花锦:「嬷嬷不知,我自幼娇贵,不能侍奉人的,我瞧柳娘就很好,嬷嬷放我走罢。」
杨嬷嬷不信邪,二人正僵持着。
榻上的赵太医正把脉,忽然听见沈昭轻声说:「让她走。」
赵太医听见了,胆战心惊地问:「让谁走,殿下?」
花锦看向杨嬷嬷:「听见你家主子说话了吗?还不让开?」
杨嬷嬷沉着脸,正欲让路,房中的沈昭又说:「柳氏,走。」杨嬷嬷一听,挺胸抬头,硬生生将花锦挤了回去。
赵太医手一抖,慢吞吞回头看了眼花锦的脸色,他恨不得钻进燕王殿下的床缝里,只求天家人吵架斗狠,不要把他牵扯进去才好。
第34章 你在想什么
明眼人都能看出来, 燕王殿下与燕王妃吵架了,哪怕二人一言不发,静坐在一处都显得针锋相对。
赵太医不敢让花锦来侍奉沈昭用药, 因为每次花锦上前,都会让沈昭的伤口重新烂开, 一来二去,沈昭硬是多养了一个月才能下榻。
就这个月,沈逸被废为庶人, 择日离京。
祝绻和大理寺少卿秦方来探病的时候, 花锦恰好也在床侧, 祝绻笑嘻嘻地说:「见过燕王妃,这些时日要不是你在瑾瑜身边,瑾瑜可好不了这么快呢!」
他就随口胡扯, 让气氛鬆弛一些,虽然听说了这夫妇二人闹僵的传闻, 但祝绻私以为沈昭不是那种喜欢冷战的人。
但他说完这句, 花锦也没挤出笑容, 倒是榻上的沈昭笑了, 他想起花锦每次将药碗不小心砸到他伤口的模样,苍白着脸咳了两声。

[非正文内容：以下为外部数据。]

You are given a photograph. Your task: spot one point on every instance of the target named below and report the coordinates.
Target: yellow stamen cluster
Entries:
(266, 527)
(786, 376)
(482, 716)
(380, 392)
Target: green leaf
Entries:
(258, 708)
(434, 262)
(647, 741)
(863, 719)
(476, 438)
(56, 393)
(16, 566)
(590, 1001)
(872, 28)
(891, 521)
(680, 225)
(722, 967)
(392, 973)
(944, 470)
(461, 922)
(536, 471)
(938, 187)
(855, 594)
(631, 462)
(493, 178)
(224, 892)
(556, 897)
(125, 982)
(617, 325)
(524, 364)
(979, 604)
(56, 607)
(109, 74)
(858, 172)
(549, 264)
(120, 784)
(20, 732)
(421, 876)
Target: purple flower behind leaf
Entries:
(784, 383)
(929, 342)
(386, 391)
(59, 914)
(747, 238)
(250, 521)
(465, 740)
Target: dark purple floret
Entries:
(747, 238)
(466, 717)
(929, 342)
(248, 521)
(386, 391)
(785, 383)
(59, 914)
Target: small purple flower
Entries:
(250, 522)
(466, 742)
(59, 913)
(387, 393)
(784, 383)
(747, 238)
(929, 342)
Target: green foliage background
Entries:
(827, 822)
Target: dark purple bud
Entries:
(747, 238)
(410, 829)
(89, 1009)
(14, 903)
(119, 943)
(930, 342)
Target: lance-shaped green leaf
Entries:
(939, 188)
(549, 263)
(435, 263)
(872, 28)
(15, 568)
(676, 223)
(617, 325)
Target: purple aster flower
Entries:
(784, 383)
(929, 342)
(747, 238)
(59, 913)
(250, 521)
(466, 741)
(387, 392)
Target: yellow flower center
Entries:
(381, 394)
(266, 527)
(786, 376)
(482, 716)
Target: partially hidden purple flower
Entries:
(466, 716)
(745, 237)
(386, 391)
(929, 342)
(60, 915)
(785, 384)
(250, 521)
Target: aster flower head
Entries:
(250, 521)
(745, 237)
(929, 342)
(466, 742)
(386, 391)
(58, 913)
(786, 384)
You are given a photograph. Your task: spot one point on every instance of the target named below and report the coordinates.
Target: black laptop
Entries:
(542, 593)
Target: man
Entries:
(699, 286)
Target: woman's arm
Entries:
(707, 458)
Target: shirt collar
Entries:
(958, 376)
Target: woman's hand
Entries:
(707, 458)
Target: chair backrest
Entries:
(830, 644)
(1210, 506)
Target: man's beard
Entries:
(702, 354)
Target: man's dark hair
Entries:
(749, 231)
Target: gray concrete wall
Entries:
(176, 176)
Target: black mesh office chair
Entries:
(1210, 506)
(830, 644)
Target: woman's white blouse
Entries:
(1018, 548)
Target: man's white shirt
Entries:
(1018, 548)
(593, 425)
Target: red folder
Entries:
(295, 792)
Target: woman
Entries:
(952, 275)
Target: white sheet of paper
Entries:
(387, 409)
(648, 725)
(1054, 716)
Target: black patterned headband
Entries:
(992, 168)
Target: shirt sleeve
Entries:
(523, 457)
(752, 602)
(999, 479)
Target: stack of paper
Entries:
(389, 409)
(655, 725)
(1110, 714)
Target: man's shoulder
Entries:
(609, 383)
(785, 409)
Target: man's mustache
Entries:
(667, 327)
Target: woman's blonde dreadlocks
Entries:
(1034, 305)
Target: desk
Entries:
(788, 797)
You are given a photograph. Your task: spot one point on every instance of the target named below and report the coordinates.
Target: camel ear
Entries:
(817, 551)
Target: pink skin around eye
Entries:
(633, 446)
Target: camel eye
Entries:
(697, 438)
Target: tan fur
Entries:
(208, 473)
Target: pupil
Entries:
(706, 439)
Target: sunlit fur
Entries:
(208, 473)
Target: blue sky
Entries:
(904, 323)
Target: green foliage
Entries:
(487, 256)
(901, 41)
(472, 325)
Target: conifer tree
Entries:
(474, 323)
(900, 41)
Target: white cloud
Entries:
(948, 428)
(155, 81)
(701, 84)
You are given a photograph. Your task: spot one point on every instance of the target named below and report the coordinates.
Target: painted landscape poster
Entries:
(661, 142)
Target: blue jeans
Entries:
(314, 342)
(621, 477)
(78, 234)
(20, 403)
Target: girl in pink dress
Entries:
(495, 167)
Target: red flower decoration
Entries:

见没人理他, 祝绻又干笑两声:「诶,听说瑾瑜从宗人寺带回来一个恩人?在哪呢?」
这话一出,饶是有些迟钝的秦方都察觉出了不对劲, 他拐了祝绻一肘, 开始与沈昭说正事。
花锦见他们要聊, 起身就走。
祝绻盯着花锦出去后,回头惊到:「真吵架了?」
沈昭清隽的面容上没有一丝表情, 他淡然地瞥了一眼被花锦拍上的门,出神片刻才说:「你要是无话可说,就滚出去。」
祝绻瞬间正经起来:「太子弃了六皇子,哦不,是庶人沈逸这颗棋子了。青州叛乱一案,已经不能扳倒他了。」
原先陛下就对五皇子不信任,死囚是五皇子带回来的,陛下已经对沈逸做绝了,此刻死囚再不依不饶的攀咬太子,以陛下多疑的性子,一定会怀疑五皇子别有用心。
死囚已是废棋了。
沈昭:「他这样的蠢货,居然能想出这样的法子。」
五皇子原先以为只要太子按耐不住,露出把柄,他们就有乘胜追击的机会。没想到太子下了死手,宗人寺刺杀不成,就把锅甩给了沈逸。
祝绻:「太子已无软肋。」
秦方却说:「有的。」
他说完,房中静寂片刻,祝绻才笑着怼秦方一拳:「不知天高地厚了你?就算有,瑾瑜也舍不得利用呀。」
太子如今唯一的软肋就是花锦。
他经历了被花瑟欺骗的事,如今铁了心要对花锦好,私下搜罗了不少奇珍异宝,也多次遣人打听花锦行踪,想将人约出来,但花锦每次都回绝了。
连秦方都知道的事,躺在榻上那位能不知道吗?
祝绻:「不过你也小心些,万一她与太子一拍即合,反过来算计你,那就糟了。」
又谈了一会,沈昭脸色明显变差,秦方拦住喋喋不休的祝绻,懂事的打算告退,但祝绻又提起:「差点忘了与你说,皇后娘娘想撮合户部尚书家的房七娘和韩小将军,你不知道户部尚书那个爱女心切呦,这要是成了,你就麻溜准备后事等死吧。」
秦方每次都要被祝绻的口无遮拦吓死,但是沈昭意外的平静:「多谢你提醒。」
祝绻:「明日昌乐长公主设宴,你不去,太可惜了。」
沈昭病成这样,没人觉得他能去,所以当他第二日赴宴时,祝绻都差点吓死:「你不要命了?」
花锦也想不通他为何要来,但她也挺乐的出来转悠,与各家的夫人王妃聚在一处说閒话,根本没顾上沈昭。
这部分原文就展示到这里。